Things are arranged with clockwork efficiency, unsparing of every luxury, and yet there’s his father- in-law’s savage outburst, his sister-in-law’s no-holds barred sensuousness, Maryam’s preternatural ice-cool demeanor, the ever-watchful factotum Bade Mian, and the other male honchos in the firm—Kyle, Hamza, and Big Mike—all suave and loyal to the boss, Abbas Khan. But are they really? Ali soon realizes no one is really who they are, and relationships are malleable and manipulable. As he tries to figure out the mystery of this family he has married into, Ali is soon dragged into another: finding JHK, whom Farhan (and this isn’t a spoiler) is certain she has seen.

The novel, then, is nicely set up and becomes quite a page-turner. The mercurial and volatile nature of almost everyone—except for Coco, who is determined to be Buddhist—makes the novel seem like a print version of the television series Succession, with a serial killer lurking around.
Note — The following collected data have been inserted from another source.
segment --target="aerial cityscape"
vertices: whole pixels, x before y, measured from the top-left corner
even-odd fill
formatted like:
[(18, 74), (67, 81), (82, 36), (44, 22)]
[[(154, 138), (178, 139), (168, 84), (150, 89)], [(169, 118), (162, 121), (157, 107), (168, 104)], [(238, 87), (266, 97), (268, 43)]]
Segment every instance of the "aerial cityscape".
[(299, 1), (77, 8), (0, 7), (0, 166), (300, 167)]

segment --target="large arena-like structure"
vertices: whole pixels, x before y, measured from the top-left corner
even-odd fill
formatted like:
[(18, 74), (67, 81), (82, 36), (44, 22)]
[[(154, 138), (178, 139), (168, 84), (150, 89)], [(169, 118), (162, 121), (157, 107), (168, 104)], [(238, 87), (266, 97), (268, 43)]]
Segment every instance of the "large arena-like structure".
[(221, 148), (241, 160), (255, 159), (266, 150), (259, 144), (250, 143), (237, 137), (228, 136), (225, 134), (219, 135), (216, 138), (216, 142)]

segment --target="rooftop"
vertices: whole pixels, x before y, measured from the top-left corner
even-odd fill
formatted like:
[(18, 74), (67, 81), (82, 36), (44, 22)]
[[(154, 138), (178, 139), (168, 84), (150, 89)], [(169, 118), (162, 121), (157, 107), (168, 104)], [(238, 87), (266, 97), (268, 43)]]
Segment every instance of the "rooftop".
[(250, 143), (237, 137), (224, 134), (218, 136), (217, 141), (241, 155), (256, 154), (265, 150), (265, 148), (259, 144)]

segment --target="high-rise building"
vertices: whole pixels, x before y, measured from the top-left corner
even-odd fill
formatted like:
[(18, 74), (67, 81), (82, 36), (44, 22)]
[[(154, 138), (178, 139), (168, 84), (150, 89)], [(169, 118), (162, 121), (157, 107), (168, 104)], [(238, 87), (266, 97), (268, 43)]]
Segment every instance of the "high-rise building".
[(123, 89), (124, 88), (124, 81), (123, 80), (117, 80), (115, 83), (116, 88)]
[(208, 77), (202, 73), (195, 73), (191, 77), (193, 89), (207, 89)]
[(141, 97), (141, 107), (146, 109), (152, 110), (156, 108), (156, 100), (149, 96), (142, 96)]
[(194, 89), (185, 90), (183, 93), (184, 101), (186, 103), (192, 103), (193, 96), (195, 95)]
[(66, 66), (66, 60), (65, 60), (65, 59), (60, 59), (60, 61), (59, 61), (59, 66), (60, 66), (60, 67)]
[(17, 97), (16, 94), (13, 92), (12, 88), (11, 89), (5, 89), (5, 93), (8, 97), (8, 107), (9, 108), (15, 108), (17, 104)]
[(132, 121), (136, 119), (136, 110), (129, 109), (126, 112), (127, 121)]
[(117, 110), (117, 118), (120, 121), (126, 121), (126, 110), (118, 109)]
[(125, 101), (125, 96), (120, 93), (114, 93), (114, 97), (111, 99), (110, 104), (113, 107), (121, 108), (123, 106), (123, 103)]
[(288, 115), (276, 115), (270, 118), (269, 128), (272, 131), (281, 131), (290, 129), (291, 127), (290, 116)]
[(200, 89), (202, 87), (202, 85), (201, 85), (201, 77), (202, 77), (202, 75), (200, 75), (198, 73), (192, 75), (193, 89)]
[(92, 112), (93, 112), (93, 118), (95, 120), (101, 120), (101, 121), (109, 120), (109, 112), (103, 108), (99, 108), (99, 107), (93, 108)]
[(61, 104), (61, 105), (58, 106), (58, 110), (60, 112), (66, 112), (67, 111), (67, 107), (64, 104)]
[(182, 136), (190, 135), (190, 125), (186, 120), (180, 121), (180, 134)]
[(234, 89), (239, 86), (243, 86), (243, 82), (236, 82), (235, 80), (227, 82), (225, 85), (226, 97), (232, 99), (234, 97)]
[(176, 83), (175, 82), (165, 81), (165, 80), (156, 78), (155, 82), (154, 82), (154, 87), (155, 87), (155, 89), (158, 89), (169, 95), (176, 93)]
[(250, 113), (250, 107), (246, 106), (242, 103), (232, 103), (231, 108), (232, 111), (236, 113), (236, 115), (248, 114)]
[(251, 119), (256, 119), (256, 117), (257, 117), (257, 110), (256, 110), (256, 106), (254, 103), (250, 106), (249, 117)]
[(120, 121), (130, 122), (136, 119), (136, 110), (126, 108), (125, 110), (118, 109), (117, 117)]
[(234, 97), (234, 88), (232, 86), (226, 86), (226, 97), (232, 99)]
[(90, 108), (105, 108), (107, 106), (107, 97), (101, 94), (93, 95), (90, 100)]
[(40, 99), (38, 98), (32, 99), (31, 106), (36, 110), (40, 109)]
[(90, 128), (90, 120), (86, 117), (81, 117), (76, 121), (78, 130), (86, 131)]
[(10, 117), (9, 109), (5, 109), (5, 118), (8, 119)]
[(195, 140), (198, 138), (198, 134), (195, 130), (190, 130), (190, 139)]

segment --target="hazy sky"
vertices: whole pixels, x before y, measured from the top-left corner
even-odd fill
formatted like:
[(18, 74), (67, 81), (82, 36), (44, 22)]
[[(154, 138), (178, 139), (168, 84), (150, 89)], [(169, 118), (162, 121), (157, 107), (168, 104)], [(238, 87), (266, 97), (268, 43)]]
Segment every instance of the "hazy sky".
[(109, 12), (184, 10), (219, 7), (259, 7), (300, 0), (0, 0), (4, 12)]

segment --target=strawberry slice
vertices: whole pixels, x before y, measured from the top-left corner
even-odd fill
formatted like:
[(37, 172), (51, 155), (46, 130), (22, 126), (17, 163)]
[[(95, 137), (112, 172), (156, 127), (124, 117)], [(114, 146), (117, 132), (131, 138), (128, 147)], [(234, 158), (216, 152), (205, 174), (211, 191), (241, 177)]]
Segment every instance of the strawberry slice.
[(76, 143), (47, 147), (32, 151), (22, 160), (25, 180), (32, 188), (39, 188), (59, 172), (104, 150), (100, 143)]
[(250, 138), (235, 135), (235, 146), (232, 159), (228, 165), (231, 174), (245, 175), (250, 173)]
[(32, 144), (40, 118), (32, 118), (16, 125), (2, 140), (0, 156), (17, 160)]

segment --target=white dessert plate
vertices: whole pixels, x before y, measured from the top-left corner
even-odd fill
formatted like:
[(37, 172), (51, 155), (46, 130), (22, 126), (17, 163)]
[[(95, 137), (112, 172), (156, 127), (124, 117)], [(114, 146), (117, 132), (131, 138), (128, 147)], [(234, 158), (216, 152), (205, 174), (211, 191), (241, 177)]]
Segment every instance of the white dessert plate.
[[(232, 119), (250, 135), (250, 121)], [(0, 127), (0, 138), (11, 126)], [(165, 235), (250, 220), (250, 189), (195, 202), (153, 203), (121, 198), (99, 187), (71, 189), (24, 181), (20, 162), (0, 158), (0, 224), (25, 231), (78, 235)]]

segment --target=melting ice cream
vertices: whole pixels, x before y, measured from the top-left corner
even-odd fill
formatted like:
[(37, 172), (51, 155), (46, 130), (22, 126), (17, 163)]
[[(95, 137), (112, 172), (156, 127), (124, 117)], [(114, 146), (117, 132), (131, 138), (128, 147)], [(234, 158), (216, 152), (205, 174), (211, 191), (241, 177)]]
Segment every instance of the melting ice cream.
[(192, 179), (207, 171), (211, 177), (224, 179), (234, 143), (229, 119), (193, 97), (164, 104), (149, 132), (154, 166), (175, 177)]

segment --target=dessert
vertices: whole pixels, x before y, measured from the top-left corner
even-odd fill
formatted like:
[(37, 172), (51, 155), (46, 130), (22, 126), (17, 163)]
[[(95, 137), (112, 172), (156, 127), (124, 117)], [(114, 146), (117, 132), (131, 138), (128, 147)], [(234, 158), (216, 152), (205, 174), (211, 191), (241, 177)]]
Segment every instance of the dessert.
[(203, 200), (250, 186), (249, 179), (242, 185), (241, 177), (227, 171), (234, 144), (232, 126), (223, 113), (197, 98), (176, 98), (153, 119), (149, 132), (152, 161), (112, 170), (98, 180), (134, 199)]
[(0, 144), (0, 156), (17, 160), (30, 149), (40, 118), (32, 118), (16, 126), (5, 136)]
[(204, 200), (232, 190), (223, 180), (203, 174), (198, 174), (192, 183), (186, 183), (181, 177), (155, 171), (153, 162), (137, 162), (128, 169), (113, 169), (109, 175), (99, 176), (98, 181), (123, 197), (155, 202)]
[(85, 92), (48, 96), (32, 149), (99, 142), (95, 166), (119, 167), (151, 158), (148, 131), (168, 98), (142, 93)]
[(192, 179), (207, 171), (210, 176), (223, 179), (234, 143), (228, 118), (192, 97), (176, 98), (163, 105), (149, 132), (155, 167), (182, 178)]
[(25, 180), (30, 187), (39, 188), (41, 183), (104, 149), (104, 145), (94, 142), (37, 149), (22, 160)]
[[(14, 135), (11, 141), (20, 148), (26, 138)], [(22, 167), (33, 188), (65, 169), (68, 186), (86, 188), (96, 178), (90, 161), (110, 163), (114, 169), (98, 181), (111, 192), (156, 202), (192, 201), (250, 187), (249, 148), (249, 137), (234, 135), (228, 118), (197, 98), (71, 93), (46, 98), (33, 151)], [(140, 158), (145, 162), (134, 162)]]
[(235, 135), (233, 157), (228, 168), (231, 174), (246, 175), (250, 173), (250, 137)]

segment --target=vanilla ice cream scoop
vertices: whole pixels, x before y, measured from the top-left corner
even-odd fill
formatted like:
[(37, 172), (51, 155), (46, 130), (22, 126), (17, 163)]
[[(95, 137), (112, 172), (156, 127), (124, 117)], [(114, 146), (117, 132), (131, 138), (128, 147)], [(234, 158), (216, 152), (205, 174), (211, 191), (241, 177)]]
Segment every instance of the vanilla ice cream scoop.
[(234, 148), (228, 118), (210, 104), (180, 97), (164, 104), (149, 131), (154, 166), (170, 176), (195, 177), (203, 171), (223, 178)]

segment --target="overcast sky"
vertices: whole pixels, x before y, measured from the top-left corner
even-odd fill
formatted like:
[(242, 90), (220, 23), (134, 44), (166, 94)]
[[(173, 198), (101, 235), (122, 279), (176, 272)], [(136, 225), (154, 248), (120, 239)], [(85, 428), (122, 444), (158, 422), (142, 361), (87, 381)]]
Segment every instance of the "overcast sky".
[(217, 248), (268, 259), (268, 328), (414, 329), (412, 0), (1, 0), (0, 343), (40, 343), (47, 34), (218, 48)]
Its unpredictability is disconcerting, or maybe it depends on the reader. Once you figure out that the rug will be pulled from under your feet on almost every page, and get used to the wild mood swings, pace, and temperament—and accept that Maryam on occasion is Farhan-like (in her exuberance) and vice versa— reading the novel will be like being on a rollercoaster.

The ride gets wilder when you suspect that Ali can be unreliable as well. This lets in a lot of red herrings: who the real JHK is, or the strange relationship between Abbas Khan and his daughters, or the reason behind Farhan’s estrangement. It’s all intricate and complicated, and perhaps this is just how super-rich families are. We do get a lot of what they wear and how they live: “The three women clad in . . . those cork- soled espadrilles that signify high-end leisure. Abbas Khan wore a blue-and-white pinstriped seersucker suit, like a banker out of Gatsby.”

Ali and Maryam are honeymooning in Seville, in a house that is “summer palace of a duke from Madrid, built in the Arab style—tile roof, white stucco walls, wrought-iron balconies—the rooms arranged around a central courtyard in which a fountain plashed musically.” In their New York apartment, furnished by an art adviser, Ali notes there were “signed prints of Picasso and Matisse, a large abstract canvas by Miro, and a genuine Rothko. Along one hallway hung original Atget silver albumen pictographs of fin de siècle Paris.” A description of this apartment takes up three paragraphs. About rules, Maryam suggests, “there’s always wiggle room,” for the rich and entitled.

These recitations of in-your-face luxury are welcome distractions, especially when you know that somewhere in the spacious grounds outside, a body lies buried, that everyone is not really who they are— and yes, the killer could be anyone in the family, even someone invisible, indispensable, and trusted.


New Jersey-based Anuradha Kumar is a prolific essayist, novelist, and historian.